Un chiaro esempio viene dai risultati ottenuti dai ricercatori Dias e Ressler sui roditori da laboratorio: non solo hanno evidenziato come sia possibile ereditare una reazione inquietante verso specifici odori, ma hanno dimostrato altresì come questa risposta pavloviana possa venire completamente neutralizzata. Infatti, dopo aver indotto nei topi maschi una condizione avversa legata alla paura del profumo dei fiori ciliegio – legno dolce immediatamente associabile al male – gli scienziati li hanno poi esposti repetutamente a quell’aroma innocuo senza alcun trauma (scossa elettrica). Di conseguenza, i tratti epigenetici associati alla paura sono scomparsi dal loro materiale genetico procreativo. Di conseguenza, anche i loro cuccioli non manifestavano più l’accresciuta sensibilità. Questo dato è rivoluzionario: suggerisce che, se un organismo “disimpara” l’associazione trauma-stimolo, la generazione successiva potrebbe essere protetta dalle sue conseguenze.
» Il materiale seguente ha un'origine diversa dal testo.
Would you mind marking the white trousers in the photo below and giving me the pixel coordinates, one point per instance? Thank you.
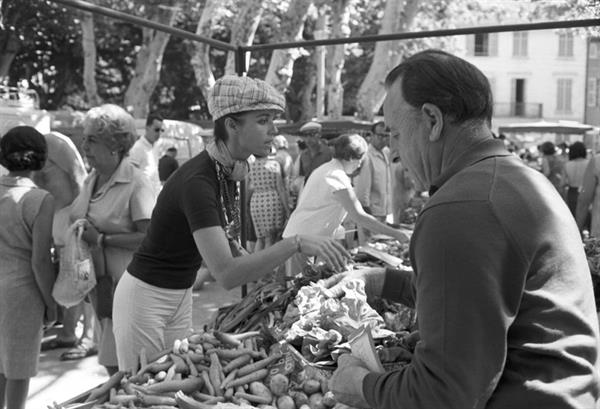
(149, 317)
Trasponendo questo concetto all’essere umano, si apre una riflessione profonda sulla potenza della psicoterapia e degli interventi di supporto. Diverse ricerche come quella di Jimenez et al. (2018) suggeriscono che gli interventi terapeutici possano influenzare il nostro epigenoma e contribuire a interrompere la trasmissione intergenerazionale del trauma. Questa idea invita a un atteggiamento proattivo nella cura e nell’elaborazione delle ferite storiche, non solo per il bene dei singoli, ma anche per quello delle generazioni future.
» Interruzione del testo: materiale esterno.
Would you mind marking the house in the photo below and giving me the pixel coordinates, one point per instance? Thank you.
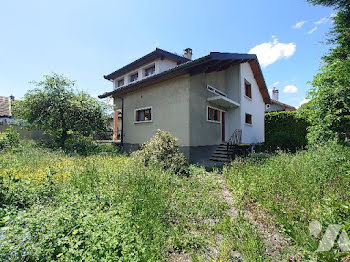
(276, 105)
(5, 110)
(201, 102)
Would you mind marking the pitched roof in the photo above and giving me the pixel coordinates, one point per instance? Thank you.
(273, 101)
(215, 61)
(5, 106)
(158, 53)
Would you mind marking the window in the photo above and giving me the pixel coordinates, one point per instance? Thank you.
(134, 77)
(143, 114)
(150, 70)
(213, 114)
(120, 82)
(248, 89)
(248, 119)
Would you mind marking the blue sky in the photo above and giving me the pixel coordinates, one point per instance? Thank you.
(87, 39)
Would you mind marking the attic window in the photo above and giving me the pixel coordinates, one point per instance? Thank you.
(248, 119)
(150, 70)
(248, 89)
(143, 115)
(134, 77)
(120, 82)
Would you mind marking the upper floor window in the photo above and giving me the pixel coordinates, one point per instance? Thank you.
(120, 82)
(150, 70)
(213, 114)
(248, 89)
(134, 77)
(143, 114)
(248, 119)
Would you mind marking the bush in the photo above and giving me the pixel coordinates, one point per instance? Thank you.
(9, 139)
(162, 150)
(284, 130)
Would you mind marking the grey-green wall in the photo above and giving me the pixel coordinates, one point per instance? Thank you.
(170, 111)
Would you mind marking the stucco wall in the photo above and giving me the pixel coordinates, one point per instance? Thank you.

La presenza di fattori di protezione – come relazioni significative, un’educazione consapevole, un ambiente sicuro, la scoperta di un talento o l’appartenenza a una comunità – rafforza ulteriormente questa prospettiva. Non ereditiamo solo il dolore, ma anche risorse, capacità e meccanismi di resilienza. La nostra coscienza e la possibilità di agire su noi stessi ci conferiscono il potere di scegliere come prenderci cura di ciò che ci è stato affidato, come trasformare ciò che non vogliamo più trasmettere.

Il trauma, nella sua essenza più basilare, è una rottura. Una rottura delle aspettative, della fiducia, della continuità di un’esistenza percepita come sicura. La nozione avanzata dell’epigenetica del trauma aggiunge uno strato di complessità sbalorditivo: ci dice che questa rottura può avere ripercussioni che trascendono la nostra stessa vita, lasciando un’eco silenziosa nelle cellule dei nostri discendenti. Questo ci spinge a una riflessione profonda: che significato ha “guarire” se le ferite possono continuare a incidere su chi verrà dopo di noi? Significa forse che la vera cura non è solo trovare pace per sé stessi, ma attivare un processo di riparazione che si estende nel tempo, un atto di amore e responsabilità verso un futuro collettivo. La consapevolezza di questa eredità invisibile non deve essere una condanna, ma un invito potente all’azione: a spezzare i cicli di sofferenza non solo per il nostro bene, ma per alleggerire il carico di chi ancora deve nascere. La nostra capacità di elaborare, di integrare, di perdonare – anche se stessi – diventa un ponte verso una nuova “programmazione” di resilienza, un gesto di speranza che attraversa le generazioni e trasforma l’ombra del passato in una luce per il futuro.